The book’s goal, to ride in on a rainbow-maned horse and save us from the narrow-minded generalizations that are ripping our country apart, is a noble one.  But the foundation on which their anecdotes and evidence rest ultimately proves unworthy of their research.  To learn more about what defines America is an unequivocal good, and Chinni and Gimpel give our national diversity in politics, economics, and culture its due.  Still, their dogged insistence on shoehorning it all into a color-coded map only lends greater entrenchment to the notion that vast populations can and should be color-coded.  Chinni and Gimpel fall all over themselves to point out that “no place fits entirely into one type,” but this only draws attention to the fact that their strong investigative work is being forced to serve a troubled premise.  Constant apologies suggest flaws that are more than skin deep.
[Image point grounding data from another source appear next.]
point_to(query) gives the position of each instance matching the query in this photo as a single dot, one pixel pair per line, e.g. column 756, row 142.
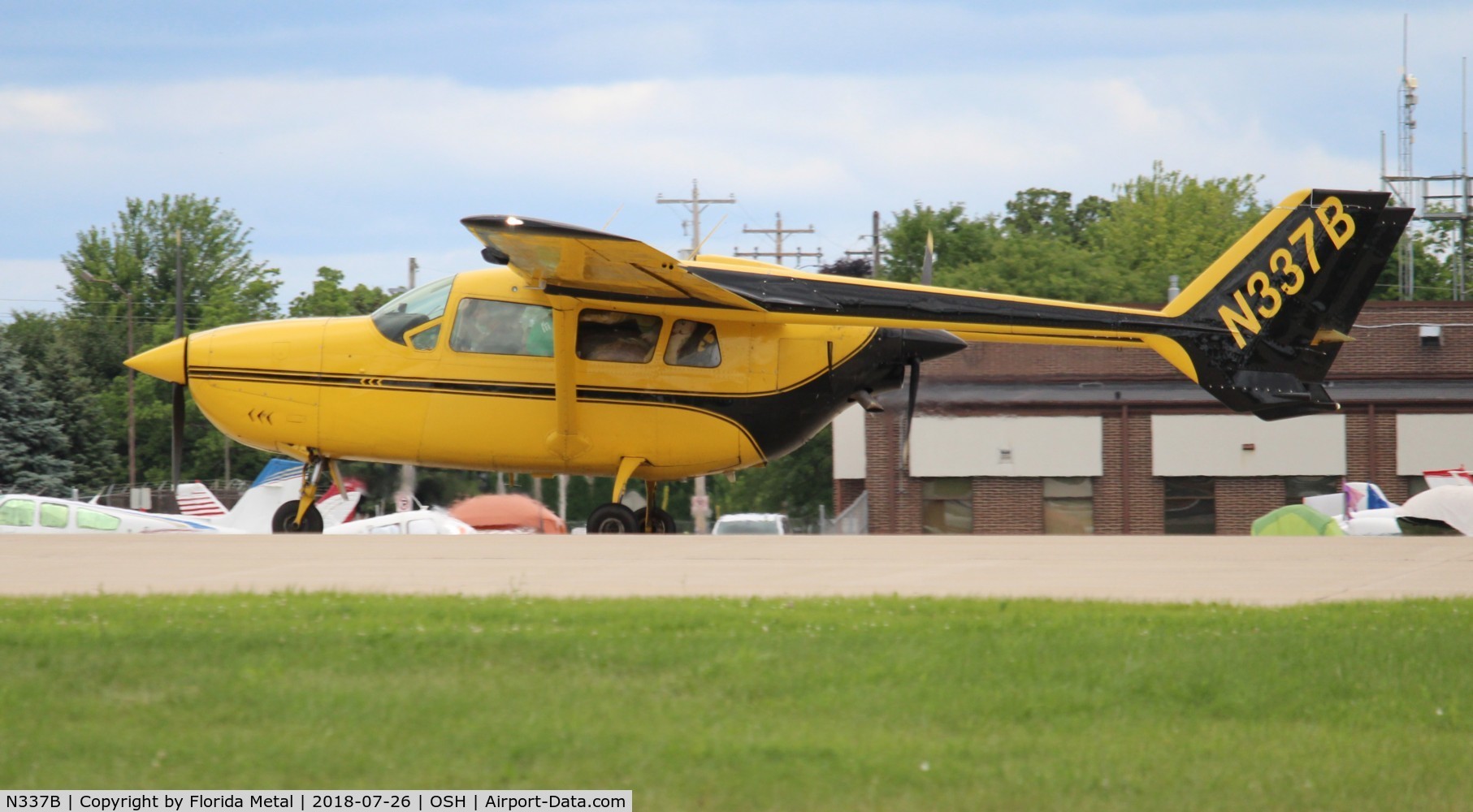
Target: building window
column 946, row 505
column 1299, row 487
column 1068, row 505
column 1190, row 507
In both the book’s introduction and conclusion, the authors write that “the principal aim of this project was to get beyond the oversimplified red-state/blue-state model.”  Regardless, the Patchwork map is still profoundly oversimplified.  And as much as it seems like an improvement, there is still something fundamentally unsettling about painting thousands of people one color or the other.  The red-state/blue-state map is, by all accounts, a destructive and divisive monster.  As the authors say themselves, “We hate that map.  In so many ways, it represents a lie.”  But rather than try to one-up that map, we should be attempting to do away with the ethos that led to its creation.  The irony is palpable. In their efforts to fight stereotypes, Chinni and Gimpel have created a nuanced, thoughtful, and well-researched set of stereotypes in their misdirected masterpiece.  To its credit, Our Patchwork Nation provides the best color-coded political map on the market.  That, however, is the very definition of faint praise.